In it Vangelis discusses the impact space has had on his music over the years - his 1975 album, Heaven & Hell, was used as the theme for Carl Sagan’s iconic TV series Cosmos, and 2016's Rosetta album was dedicated to the European Space Agency's Rosetta space probe mission.
He also discusses the impact synaesthesia has had on his music with Space Rocks hosts Alexander Milas and ESA's Senior Advisor for Science & Exploration Mark McCaughrean.
"Is there a crossover with synaesthesia? Oh yes, yes," says Vangelis. "When I was a child, I did that purposefully. I would smell something and then think, 'what sound is this? Or I would hear something and think 'what is the food?' Also, humans all have their own sound.

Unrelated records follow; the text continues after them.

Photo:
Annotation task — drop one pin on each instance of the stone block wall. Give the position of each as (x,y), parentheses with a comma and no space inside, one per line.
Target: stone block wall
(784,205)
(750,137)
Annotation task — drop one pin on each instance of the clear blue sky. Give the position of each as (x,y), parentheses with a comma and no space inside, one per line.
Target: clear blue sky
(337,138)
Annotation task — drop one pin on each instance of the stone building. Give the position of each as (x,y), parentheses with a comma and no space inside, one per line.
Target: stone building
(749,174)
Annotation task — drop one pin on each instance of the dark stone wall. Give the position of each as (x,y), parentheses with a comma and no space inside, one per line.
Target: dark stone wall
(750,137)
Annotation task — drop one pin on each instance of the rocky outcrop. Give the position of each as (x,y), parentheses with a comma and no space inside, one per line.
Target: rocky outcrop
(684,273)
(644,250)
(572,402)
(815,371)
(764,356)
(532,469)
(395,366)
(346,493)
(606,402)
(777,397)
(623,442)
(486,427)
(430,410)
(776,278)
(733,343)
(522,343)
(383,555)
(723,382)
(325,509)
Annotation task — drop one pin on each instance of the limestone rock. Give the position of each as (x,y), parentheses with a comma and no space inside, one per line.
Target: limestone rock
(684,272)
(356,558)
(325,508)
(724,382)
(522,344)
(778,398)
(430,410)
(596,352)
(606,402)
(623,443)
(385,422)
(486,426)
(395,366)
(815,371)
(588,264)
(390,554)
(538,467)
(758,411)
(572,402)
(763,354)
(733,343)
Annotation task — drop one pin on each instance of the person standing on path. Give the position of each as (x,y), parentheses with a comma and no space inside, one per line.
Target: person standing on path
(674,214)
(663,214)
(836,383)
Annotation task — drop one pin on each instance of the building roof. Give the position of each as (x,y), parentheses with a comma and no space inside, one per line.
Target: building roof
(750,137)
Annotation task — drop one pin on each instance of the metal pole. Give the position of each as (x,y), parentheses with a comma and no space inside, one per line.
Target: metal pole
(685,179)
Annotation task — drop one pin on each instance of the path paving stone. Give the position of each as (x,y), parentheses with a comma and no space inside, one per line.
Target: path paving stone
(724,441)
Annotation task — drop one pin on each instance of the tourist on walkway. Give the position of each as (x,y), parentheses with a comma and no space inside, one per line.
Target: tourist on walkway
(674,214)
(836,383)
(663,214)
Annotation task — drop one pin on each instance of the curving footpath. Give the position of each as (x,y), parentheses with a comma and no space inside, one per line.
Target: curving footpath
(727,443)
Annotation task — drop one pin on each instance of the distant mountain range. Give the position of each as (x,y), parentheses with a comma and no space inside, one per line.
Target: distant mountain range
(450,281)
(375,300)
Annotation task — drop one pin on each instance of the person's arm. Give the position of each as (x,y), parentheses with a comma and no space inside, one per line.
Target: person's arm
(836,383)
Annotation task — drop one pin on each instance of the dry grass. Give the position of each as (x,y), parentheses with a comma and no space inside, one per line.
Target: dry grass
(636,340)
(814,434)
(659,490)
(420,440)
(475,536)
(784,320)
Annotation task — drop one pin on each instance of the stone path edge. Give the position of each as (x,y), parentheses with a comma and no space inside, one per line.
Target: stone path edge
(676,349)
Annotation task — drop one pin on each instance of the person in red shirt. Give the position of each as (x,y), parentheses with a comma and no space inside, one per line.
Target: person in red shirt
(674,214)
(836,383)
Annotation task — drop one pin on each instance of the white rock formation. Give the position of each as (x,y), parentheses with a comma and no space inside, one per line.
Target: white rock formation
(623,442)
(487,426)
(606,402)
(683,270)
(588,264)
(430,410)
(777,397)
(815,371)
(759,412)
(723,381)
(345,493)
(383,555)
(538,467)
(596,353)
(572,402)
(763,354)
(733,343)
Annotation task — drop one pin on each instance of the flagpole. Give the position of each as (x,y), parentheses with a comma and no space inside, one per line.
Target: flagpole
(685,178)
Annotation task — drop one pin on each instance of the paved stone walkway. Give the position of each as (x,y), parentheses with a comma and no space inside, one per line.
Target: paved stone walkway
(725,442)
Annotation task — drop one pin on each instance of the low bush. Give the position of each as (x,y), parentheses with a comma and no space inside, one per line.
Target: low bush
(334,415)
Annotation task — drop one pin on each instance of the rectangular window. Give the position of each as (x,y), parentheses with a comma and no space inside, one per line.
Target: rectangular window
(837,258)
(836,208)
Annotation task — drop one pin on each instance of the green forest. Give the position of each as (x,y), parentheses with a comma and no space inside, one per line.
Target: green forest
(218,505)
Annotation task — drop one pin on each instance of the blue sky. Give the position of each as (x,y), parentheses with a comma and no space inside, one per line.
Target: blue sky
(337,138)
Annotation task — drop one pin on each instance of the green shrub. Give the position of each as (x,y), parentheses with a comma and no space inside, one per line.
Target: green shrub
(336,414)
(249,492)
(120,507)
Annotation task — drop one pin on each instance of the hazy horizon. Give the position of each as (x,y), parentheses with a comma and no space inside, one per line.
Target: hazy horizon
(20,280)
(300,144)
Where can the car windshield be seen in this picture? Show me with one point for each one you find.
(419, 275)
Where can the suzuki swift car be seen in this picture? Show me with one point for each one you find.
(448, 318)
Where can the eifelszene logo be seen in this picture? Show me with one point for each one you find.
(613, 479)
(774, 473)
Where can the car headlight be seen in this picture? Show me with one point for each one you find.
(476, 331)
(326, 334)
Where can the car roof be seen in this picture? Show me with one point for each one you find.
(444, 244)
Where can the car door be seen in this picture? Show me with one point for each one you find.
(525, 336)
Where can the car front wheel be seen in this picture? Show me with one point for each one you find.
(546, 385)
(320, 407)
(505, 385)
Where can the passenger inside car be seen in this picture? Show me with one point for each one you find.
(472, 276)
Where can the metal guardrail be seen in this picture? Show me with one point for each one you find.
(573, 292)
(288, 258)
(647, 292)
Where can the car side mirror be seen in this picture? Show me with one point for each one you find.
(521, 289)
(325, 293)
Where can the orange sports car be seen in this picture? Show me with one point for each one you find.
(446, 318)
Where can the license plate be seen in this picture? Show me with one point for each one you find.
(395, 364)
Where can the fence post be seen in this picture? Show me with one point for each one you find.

When I see someone, I know their sound. I can't explain it. It's an extremely old idea, but it's very new too, because we never talk about it. We have never found the way to decode those things.
"When we talk about the human brain's capacity to understand things, we have the capacity to understand more than we think we understand because it's also a question of memory. Not the memory of things that happened this week and what we had for lunch, but the memory that brings us to that position; everything is memory.: our bones, our flesh; everything comes from thousands and thousands of years and because of that memory, we are here."
Space Rocks is a celebration of music and culture and the great beyond. their connections with prog and Prog Magazine run deep. Lonely Robot, the now defunct Arcane Roots and Charlotte Hatherley headlined the organisations inaugural live event at Indigo at the O2 in 2018 while last year the event featured Anathema, Amplifier and Voyager. And Steven Wilson, Marillion's Steve Rothery and Prog Editor Jerry Ewing have been previous guests of Space Rocks' Uplink.